Peut-on parler d’âgisme ? « Ce qui est sûr, c’est qu’à 65 ans, tu changes de catégorie », laisse tomber Ginette. « Pour te retrouver dans la grande catégorie des 65 ans et plus, comme si avoir 65 ou 90 ans, c’était pareil ! », déplore Lucie. Micheline, 72 ans, renchérit : « C’est dur de comprendre qu’on est à bout d’âge, sur l’autre versant. La lettre me l’a rappelé crûment ».

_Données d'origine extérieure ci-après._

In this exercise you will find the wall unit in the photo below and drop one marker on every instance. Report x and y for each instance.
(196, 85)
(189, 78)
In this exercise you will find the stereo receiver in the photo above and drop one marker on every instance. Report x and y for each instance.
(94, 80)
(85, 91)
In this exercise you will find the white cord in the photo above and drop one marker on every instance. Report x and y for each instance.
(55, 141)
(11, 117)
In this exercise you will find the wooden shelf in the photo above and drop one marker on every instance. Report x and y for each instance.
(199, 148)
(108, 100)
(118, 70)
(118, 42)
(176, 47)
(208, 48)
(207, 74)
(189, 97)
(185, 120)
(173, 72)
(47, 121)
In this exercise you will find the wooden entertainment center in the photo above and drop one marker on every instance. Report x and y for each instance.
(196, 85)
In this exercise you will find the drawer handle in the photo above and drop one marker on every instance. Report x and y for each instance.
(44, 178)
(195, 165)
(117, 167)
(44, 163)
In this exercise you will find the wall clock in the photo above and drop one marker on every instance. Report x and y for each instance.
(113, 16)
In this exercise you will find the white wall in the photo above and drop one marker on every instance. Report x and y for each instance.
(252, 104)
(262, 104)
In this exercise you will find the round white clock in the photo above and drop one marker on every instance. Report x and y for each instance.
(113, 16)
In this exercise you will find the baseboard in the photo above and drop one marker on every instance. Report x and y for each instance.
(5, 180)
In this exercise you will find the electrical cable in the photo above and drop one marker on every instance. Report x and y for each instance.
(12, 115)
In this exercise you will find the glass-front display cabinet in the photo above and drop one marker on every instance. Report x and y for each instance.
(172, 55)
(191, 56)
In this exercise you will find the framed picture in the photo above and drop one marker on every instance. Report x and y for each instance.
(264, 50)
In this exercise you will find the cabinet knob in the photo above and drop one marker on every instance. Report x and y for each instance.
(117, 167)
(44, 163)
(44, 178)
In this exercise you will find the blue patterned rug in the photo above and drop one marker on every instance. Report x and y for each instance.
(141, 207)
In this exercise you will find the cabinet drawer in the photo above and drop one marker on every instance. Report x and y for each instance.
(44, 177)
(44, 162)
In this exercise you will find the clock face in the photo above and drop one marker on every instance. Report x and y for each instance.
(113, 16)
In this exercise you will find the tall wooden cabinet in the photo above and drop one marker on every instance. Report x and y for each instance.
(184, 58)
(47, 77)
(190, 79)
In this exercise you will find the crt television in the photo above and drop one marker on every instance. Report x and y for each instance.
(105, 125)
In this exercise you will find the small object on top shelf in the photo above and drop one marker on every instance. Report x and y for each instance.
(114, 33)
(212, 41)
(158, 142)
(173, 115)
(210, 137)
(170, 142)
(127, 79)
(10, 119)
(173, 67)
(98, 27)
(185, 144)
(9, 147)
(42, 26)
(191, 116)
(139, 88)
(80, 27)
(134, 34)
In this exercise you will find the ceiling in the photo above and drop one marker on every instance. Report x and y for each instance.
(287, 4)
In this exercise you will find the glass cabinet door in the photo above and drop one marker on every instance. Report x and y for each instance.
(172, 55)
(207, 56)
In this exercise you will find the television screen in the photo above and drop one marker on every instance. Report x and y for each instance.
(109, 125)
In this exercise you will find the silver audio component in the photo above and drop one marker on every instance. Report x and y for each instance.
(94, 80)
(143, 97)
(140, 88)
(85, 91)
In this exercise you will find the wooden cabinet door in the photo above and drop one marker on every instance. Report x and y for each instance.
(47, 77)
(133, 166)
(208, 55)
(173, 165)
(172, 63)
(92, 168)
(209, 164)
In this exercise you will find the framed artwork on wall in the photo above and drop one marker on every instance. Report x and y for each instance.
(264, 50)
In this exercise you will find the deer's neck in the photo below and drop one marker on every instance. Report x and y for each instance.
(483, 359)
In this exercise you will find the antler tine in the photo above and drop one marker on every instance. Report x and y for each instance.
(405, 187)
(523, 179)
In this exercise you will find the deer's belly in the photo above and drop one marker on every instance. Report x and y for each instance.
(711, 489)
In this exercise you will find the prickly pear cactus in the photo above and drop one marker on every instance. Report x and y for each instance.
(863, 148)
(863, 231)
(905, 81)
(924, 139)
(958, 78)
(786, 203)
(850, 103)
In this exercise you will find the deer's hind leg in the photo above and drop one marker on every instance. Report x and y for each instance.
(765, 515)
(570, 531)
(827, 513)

« De tous les événements inattendus, le plus inattendu est la vieillesse », disait Leon Trostky. De fait, on ne voit vieillir que les autres. Et pour cause, explique la psychologue Geneviève Paquette : « La plupart des gens s’imaginent être plus jeunes qu’ils ne le sont. Mais ce sentiment de ne pas correspondre à son âge n’a rien de spécifique à la vieillesse. Moi-même, quand je pense que je vais bientôt avoir 40 ans, j’ai du mal à y croire ! (Rires) »
De l’émotion à l’action
« La lettre a officialisé mon entrée dans la vieillesse », admet Jean-Pierre, 66 ans. « C’est confirmé ma vieille, là tu es vraiment vieille », s’est dit Louisette, 72 ans.
« Reconnaître qu’on est rendu là n’est pas toujours facile, compatit la psychologue Geneviève Paquette. Mais ce peut être une belle occasion de faire le point sur ce qu’on veut vivre et de poser des gestes concrets pour y parvenir. »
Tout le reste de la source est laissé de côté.